(1.) The plaintiff in O.S. No. 160 of 1976, District Munsif Court, Kuzhithalai, who succeeded in part before the trial Court and lost before the lower appellate Court, is the appellant in this second appeal. The appellant instituted the suit for the recovery of a sum of Rs. 3,088, comprised of a sum of Rs. 2,000 deposited by him and Rs. 1,088 towards loss of profits under the following circumstances.
(2.) On 28.1.1976, a contract was entered into between the appellant and the respondent through the second defendant in the suit for the purchase of white jawar from the respondent at Rs. 115.50 per bag of 100 kgs. A sum of Rs. 2,000 was paid by the appellant to the respondent's deposit. On arrival of the goods in Tiruchi, the appellant was informed of the same and he ascertained the condition and quality of the jawar with some members of the Chamber of Commerce at Manaparai, when it was found that the jawar actually consigned was inferior in variety and not white jawar contracted to be supplied and mixed with chaff, etc. A certificate regarding the quality and the condition of the jawar was also claimed by the appellant to have been issued by the Chamber of Commerce, Manaparai. Realising that the quality of the jawar supplied did ; not conform to the quality agreed to be supplied, the appellant appears to have requested the 2nd defendant to sell the goods at Rs. 100 per bag; but the 2nd defendant was not agreeable for this course. Subsequently, on 10.3.1976, the 2nd defendant sent a telegram to the appellant saying that the jawar had been sold at Rs. 96 per bag at Trichi. According to the case of the appellant, the respondent committed breach of contract in supplying inferior quality goods and not what was agreed to be supplied, though the appellant was ready and willing to take delivery of the jawar conforming to the quality agreed to be supplied. A notice was also issued by the appellant on 29.6.1976, charging the respondent with breach of contract and claiming damages. Since that was repudiated by the respondent, the appellant instituted the suit for recovery of Rs. 3,088 as stated above.
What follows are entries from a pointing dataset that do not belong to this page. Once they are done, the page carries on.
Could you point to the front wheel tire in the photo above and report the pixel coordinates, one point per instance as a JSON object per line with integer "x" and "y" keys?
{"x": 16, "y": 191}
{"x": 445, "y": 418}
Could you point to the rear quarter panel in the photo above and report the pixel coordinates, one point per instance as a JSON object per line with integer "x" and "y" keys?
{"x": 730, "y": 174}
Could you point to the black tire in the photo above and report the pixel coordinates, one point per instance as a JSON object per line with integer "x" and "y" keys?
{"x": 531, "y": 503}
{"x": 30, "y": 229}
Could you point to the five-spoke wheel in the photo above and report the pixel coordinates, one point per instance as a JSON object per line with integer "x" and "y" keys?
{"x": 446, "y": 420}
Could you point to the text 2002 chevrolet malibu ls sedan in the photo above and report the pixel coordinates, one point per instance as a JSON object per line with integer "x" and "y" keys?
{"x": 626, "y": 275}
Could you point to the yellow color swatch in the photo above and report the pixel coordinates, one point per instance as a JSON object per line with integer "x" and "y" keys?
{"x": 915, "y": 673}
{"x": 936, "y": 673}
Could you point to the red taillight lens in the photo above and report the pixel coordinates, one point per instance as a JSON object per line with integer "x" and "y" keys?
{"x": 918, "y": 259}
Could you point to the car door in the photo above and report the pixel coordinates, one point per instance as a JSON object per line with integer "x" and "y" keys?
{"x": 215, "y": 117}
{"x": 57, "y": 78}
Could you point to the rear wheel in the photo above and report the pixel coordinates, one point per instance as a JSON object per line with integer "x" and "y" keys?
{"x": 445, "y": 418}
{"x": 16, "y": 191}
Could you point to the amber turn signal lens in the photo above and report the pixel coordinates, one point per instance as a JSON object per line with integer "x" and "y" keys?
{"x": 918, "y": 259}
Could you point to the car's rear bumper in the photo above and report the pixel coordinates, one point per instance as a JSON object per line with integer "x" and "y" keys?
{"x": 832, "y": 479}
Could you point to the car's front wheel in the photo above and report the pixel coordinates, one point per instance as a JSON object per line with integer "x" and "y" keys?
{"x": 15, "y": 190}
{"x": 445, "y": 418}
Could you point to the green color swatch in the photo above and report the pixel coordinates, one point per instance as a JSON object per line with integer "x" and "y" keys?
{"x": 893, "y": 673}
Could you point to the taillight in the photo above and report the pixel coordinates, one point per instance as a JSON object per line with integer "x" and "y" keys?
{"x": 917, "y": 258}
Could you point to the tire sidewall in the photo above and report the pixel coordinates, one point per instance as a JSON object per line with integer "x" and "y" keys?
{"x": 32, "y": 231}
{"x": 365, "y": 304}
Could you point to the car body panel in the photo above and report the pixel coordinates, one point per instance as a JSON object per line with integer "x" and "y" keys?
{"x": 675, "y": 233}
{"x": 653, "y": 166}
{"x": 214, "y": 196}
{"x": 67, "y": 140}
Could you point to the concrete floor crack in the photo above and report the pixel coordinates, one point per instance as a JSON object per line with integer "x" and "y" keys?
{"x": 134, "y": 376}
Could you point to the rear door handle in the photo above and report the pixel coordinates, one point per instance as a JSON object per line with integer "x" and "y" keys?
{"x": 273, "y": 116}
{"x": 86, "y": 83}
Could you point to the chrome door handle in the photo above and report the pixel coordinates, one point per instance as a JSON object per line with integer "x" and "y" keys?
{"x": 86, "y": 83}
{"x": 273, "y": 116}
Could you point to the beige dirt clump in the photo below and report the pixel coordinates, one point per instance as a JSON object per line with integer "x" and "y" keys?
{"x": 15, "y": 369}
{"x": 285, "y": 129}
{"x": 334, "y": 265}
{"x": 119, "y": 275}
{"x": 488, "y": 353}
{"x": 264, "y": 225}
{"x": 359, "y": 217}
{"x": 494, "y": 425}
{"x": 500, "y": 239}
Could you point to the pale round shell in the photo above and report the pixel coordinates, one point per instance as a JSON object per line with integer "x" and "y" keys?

(3.) In the written statement filed by the respondent, it was contended that the contract was entered into on 28.1.1976, according to which, against the presentation of the railway receipt and the hundi through Bank, payment should be made and delivery of goods should be taken and in accordance with that, the goods were despatched on 4.2.1976 to the appellant and the appellant was also informed of the same on 5.2.1976. The further case of the respondent was that the appellant did not pay and take delivery of the railway receipt with a view to get the goods cleared. However, on 21.2.1976, the appellant gave a telegram praying for ten days time; but, did not take delivery and the appellant had committed breach of the contract and therefore, not entitled to the relief of refund of deposit amount. The respondent claimed that he had sustained damages to the tune of Rs. 6,710 and after adjusting the sum of Rs. 2,000 paid by the appellant, the appellant had to pay the respondent a sum of Rs. 4,710 in respect of which, the respondent reserved his right to file a separate suit. Maintaining that the quality of goods despatched was according to the terms of the contract and stating that the appellant had repudiated the contract in view of the falling market and that the Court had no jurisdiction to entertain the suit, the respondent prayed for the dismissal of the suit. In a separate written statement, filed by the 2nd defendant, it disclaimed liability even on the terms of the contract and charged the appellant with having committed breach of the contract.